Nichiren Buddhism (Japanese: Hokke-shū 法華宗) is a branch of Mahayana Buddhism based on the teachings of the 13th century Japanese priest Nichiren (1222–1282) and is one of the so-called "Kamakura Buddhism" schools. Its spirit and teachings are gleaned from some 300 extant letters and treatises written by Nichiren.
Within Nichiren Buddhism there are two major divisions which fundamentally differ over whether Nichiren should be regarded as a bodhisattva and great teacher or the actual Buddha of a new era. Several of Japan's New Religious Movements are Nichiren-inspired lay groups.
Nichiren Buddhism focuses on the Lotus Sutra doctrine that all people have an innate Buddha-nature and are therefore inherently capable of attaining enlightenment in their current form and present lifetime. Nichiren proposed a classification system that ranks the quality of religions and various Nichiren schools can be either accommodating or vigorously opposed to any other forms of Buddhism or religious beliefs.

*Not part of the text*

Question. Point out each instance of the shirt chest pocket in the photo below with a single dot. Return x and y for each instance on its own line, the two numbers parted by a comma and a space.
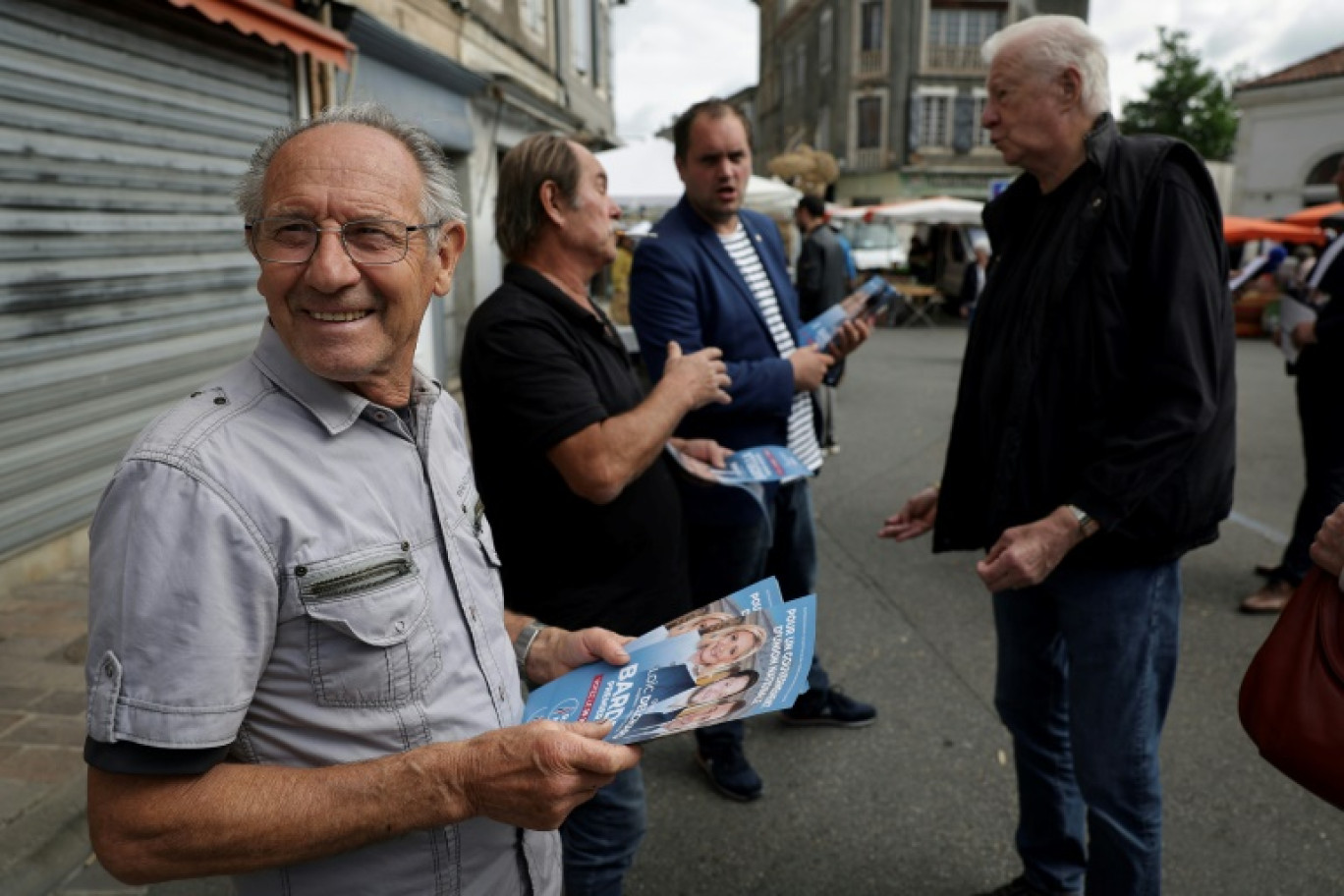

Generally, there are two essential emphases in the practice of Nichiren Buddhism. First is the chanting of Nam Myoho Renge Kyo which Nichiren believers contend has extraordinary power. Second is the Gohonzon, a calligraphy which is prominently displayed in the home or temple altars of Nichiren believers. The gohonzon used in Nichiren Buddhism is composed of the names of key bodhisattvas and Buddhas in the Lotus Sutra as well as Namu-Myoho-Renge-Kyo written in large characters down the center.
Nichiren left to his followers the mandate to widely propagate the Gohonzon and Daimoku in order to secure the peace and prosperity of society.
Traditional Nichiren Buddhist temple groups are commonly associated with Nichiren Shoshu and varying Nichiren Shu schools, while modern 21st century lay groups vary such as Soka Gakkai, Kenshokai, Shoshinkai, Risshō Kōsei Kai, Honmon Butsuryū-shū are also known.
Nichiren Buddhism is based on the Lotus Sutra. Common to most lineages of Nichiren Buddhism is the chanting of Namu Myōhō Renge Kyō or Nam Myōhō Renge Kyō, and veneration of the Gohonzon. The definition of Gohonzon varies between the Nichiren schools.
Nichiren Buddhism expounds the doctrine of the Ten Worlds of life, the Ten Factors of existence, the principle of The Three Thousand Realms in a single moment of life and the teachings of The Three Proofs for verification of the validity of teachings. Most of these teachings are shared and identical in most schools and groups of Nichiren Buddhism. However, different interpretations are found for the doctrine of the "Three Great Secret Dharmas", called also "The Three Great Secret Laws", and Three Jewels.